If more information is needed, I'm happy to send the database dump,
altough the system being a confidential production system I need to
make sure the dump will not be disclosed to any third parties.
Thanks,
Saku Airila, saku@bitblit.fi
Systems Engineer, Bitblit Oy, Helsinki, Finland
Sample Code
No file was uploaded with this report
pgsql-bugs@postgresql.org writes:
Problem description:
The nightly cron jobs return me the following message:
----
dumpClasses(): command failed. Explanation from backend: 'pqReadData() -- backend closed the channel unexpectedly.
This probably means the backend terminated abnormally
before or while processing the request.
Can't tell much from this. What would be useful is to look at the
postmaster log and a stack backtrace from the crashed backend.
The default startup script for your RH probably sends the postmaster
log file to the bit-bucket, so you'll have to change it.

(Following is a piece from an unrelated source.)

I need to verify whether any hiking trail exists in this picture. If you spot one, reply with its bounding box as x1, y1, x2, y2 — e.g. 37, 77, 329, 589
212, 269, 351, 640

Make sure
the postmaster is invoked without -S switch, and redirect its stdout
and stderr to some handy log file, etc
postmaster -i -D wherever >/full/path/to/logfile 2>&1 &
(The extra & at the end is needed if you don't use -S.)
If you don't see a core file in $PGDATA/base/yourdb/core, then you
probably also need to add "ulimit -c unlimited" to the postmaster
start script, to allow dumping core from the postmaster and its
child processes.
Let us know when you have more detail ...
regards, tom lane
PS: BTW, it would probably save time all around if you first update
to Postgres 7.0.3 and then see if the bug is still there.